Feed Me Friday: Chicken Tacos
by Alison Landolt
This recipe is brought to you by that feeling when you see that your friend has tacos written in her Endo Planner and you don’t.
Taco night in my house takes planning. We love to make carnitas, but that means we have to buy a big (unhealthy) piece of pork, carve it up, portion it out, etc. Not exactly conducive to sudden taco cravings. I threw caution to the wind (ok, my Instant Pot) and decided to experiment with chicken thighs. Is it still carnitas if it’s chicken? Probably not, but it turns out it is still delicious! And much simpler!
1 ½ -2 lbs. boneless, skinless chicken thighs
4 large garlic cloves, very roughly chopped
1¼ tsp. kosher salt
1 tsp. dried oregano
1 tsp. ground black pepper
1 tsp. ground coriander
1 tsp. ground cumin
½ cup chicken or vegetable broth
⅓ cup orange juice*
*You can omit the orange juice if you prefer. Increase broth to ¾ cup instead.

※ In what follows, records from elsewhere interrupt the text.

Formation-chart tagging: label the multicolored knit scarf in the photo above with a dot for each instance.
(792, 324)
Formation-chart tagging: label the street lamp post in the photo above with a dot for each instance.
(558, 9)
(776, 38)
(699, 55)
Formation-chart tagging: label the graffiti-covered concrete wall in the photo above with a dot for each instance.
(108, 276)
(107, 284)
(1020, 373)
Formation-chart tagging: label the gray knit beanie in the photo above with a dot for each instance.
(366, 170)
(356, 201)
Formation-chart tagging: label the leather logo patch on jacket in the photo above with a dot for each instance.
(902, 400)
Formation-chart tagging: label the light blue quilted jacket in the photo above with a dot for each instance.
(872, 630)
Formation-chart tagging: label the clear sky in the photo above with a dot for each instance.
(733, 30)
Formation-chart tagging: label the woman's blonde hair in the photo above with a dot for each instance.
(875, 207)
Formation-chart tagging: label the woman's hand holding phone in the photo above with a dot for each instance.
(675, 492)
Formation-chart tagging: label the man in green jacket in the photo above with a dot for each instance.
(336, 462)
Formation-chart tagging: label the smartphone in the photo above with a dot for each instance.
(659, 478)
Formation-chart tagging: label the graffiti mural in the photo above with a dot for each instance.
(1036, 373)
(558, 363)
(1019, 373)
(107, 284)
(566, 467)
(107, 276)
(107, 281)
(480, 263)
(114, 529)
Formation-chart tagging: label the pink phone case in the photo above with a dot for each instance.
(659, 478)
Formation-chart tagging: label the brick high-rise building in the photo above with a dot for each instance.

Special equipment: Instant Pot (electric pressure cooker)
1. Place whole chicken thighs in Instant Pot and toss with spices. Add garlic cloves and pour in the liquid. Seal lid and cook on high pressure for 20 minutes. Then natural release for 5 minutes.
2. Shred meat.
3. Now, you could stop here and have perfectly tasty, juicy meat (great for a rice bowl), or you can go on to the next step and have a more concentrated flavor with delicious crispy bits.
4. Working in 2 batches, transfer half of the shredded chicken and juices to a large nonstick skillet set over high heat. Cook undisturbed until the juices evaporate and the underside is well browned, about 5 minutes. Flip chicken and continue to cook, tossing occasionally. Cook until the edges are crispy, about 5–7 minutes longer. Transfer to a large paper towel-lined plate. Cover with foil to keep warm while you work on the next batch.
Serve over rice, quinoa, or corn tortillas and your favorite taco fixings. I like to sub Greek yogurt in place of sour cream and top with salsa and smashed avocado.
Alison Landolt is an EFHou cofounder.